Mapping of theoretical framework and main interview questions

Asset Bundle Framework Domain QUESTIONS
Scientific Human Capital - Consider your vision of yourself as a scientist. In what ways do your race, ethnicity, and gender impact this vision?
- Discuss factors, both positive and negative, that have had significant impact on your research training and your research.
- Discuss a resource you wish would have been available during a professional low point or stressful time.
Social Capital - Describe qualities of your most effective research mentors.
- Discuss challenging barriers or helpful facilitators you encountered when seeking or working with your research mentors.
- Support can take many different forms.

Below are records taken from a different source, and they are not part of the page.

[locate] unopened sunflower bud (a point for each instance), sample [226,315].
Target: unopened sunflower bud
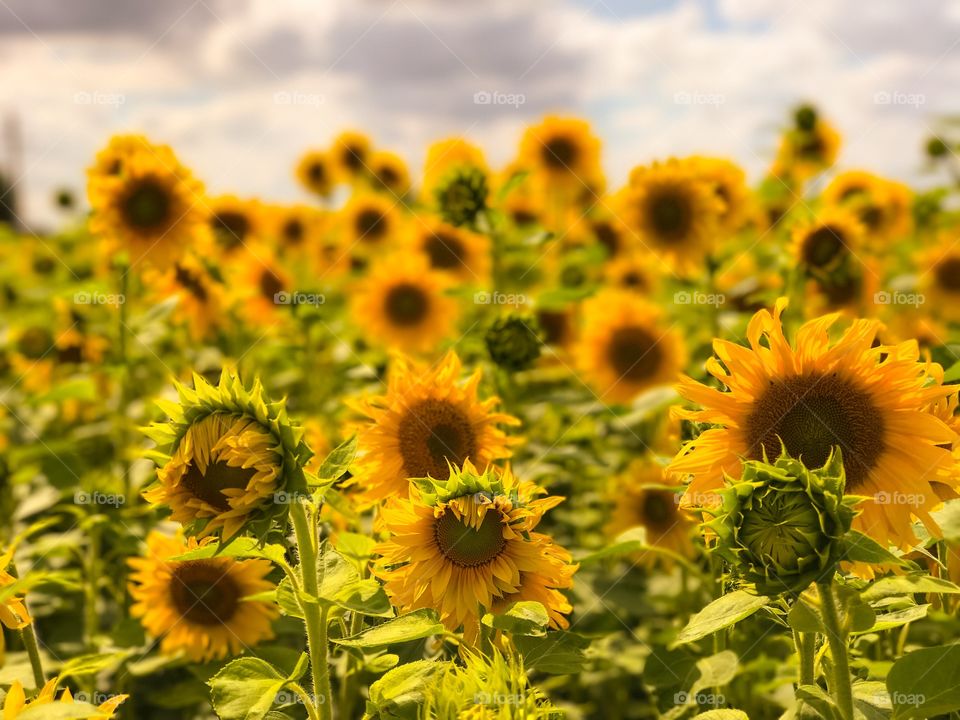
[781,525]
[462,195]
[513,342]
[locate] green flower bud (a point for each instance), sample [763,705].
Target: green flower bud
[513,342]
[462,195]
[781,524]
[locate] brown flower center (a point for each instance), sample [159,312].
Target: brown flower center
[431,433]
[634,354]
[209,486]
[203,593]
[813,413]
[469,546]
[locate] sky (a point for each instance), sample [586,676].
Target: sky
[240,88]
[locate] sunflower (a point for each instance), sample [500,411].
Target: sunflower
[463,254]
[562,150]
[152,207]
[350,156]
[15,703]
[315,174]
[403,304]
[199,295]
[446,155]
[199,606]
[870,401]
[632,272]
[623,350]
[389,173]
[467,544]
[234,223]
[674,211]
[427,419]
[223,454]
[730,184]
[825,242]
[370,221]
[643,498]
[940,278]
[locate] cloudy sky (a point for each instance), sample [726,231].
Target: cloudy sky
[241,87]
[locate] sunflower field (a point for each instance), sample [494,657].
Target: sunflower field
[474,442]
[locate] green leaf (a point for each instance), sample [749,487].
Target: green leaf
[926,682]
[557,653]
[907,585]
[521,618]
[858,547]
[413,626]
[245,689]
[721,613]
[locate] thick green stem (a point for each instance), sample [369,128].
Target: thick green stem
[836,634]
[314,618]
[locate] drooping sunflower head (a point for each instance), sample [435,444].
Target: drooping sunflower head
[563,150]
[402,304]
[674,211]
[459,252]
[235,223]
[199,605]
[782,524]
[623,348]
[315,173]
[468,542]
[350,156]
[223,455]
[872,401]
[642,497]
[389,173]
[152,207]
[15,704]
[427,420]
[823,243]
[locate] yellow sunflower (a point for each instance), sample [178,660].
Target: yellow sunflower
[200,304]
[642,497]
[315,174]
[152,208]
[825,242]
[428,418]
[15,703]
[563,150]
[463,254]
[870,401]
[445,155]
[389,173]
[623,349]
[350,156]
[403,304]
[199,606]
[235,223]
[224,467]
[468,544]
[939,269]
[674,212]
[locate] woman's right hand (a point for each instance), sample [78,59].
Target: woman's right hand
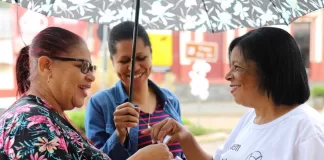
[125,116]
[154,151]
[169,127]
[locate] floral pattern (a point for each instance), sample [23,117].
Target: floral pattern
[31,130]
[192,15]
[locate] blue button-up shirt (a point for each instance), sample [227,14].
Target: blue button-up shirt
[99,119]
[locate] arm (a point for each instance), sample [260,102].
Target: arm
[103,137]
[192,150]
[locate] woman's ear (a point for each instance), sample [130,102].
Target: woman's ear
[44,65]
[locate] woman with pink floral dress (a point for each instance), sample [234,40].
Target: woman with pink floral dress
[53,75]
[32,129]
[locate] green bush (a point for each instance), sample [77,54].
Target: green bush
[77,118]
[318,91]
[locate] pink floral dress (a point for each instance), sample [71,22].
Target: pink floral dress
[31,130]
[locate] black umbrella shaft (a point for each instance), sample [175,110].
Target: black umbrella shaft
[133,60]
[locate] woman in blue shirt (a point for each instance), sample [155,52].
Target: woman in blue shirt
[108,116]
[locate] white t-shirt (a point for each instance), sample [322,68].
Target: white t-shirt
[297,135]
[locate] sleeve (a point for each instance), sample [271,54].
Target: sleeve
[310,149]
[177,107]
[231,139]
[34,139]
[103,137]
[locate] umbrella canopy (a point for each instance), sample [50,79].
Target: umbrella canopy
[192,15]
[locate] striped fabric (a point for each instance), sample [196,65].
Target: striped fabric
[157,116]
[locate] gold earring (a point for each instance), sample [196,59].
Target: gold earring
[49,77]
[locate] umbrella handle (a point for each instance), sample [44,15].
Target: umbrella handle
[133,60]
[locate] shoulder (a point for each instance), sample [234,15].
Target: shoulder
[308,122]
[102,98]
[104,93]
[169,95]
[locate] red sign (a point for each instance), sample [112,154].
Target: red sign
[203,51]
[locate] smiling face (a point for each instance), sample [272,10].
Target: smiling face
[243,79]
[68,84]
[122,62]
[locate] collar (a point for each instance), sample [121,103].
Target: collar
[122,97]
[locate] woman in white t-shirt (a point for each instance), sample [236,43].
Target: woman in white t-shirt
[267,73]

Discuss other sources of support you have used or benefitted from.
- In what ways does your research career impact relationships in your family?
- In what ways does your family impact your research career impact?
- Describe, if any, ways that CFAR may or may not have helped provide a sense of belonging.
Material Resources - Describe your experiences with research funding.
- How would you spend a no-strings-attached $40,000 research grant?

Focus Groups & Interviews

We selected focus groups to explore perspectives of participants; to enable participants to identify and clarify their views; and to create new or deeper connections among faculty from underrepresented groups at the same institution. Some focus groups were converted to one-on-one interviews when scheduling the group was so challenging that it risked not getting any data at all.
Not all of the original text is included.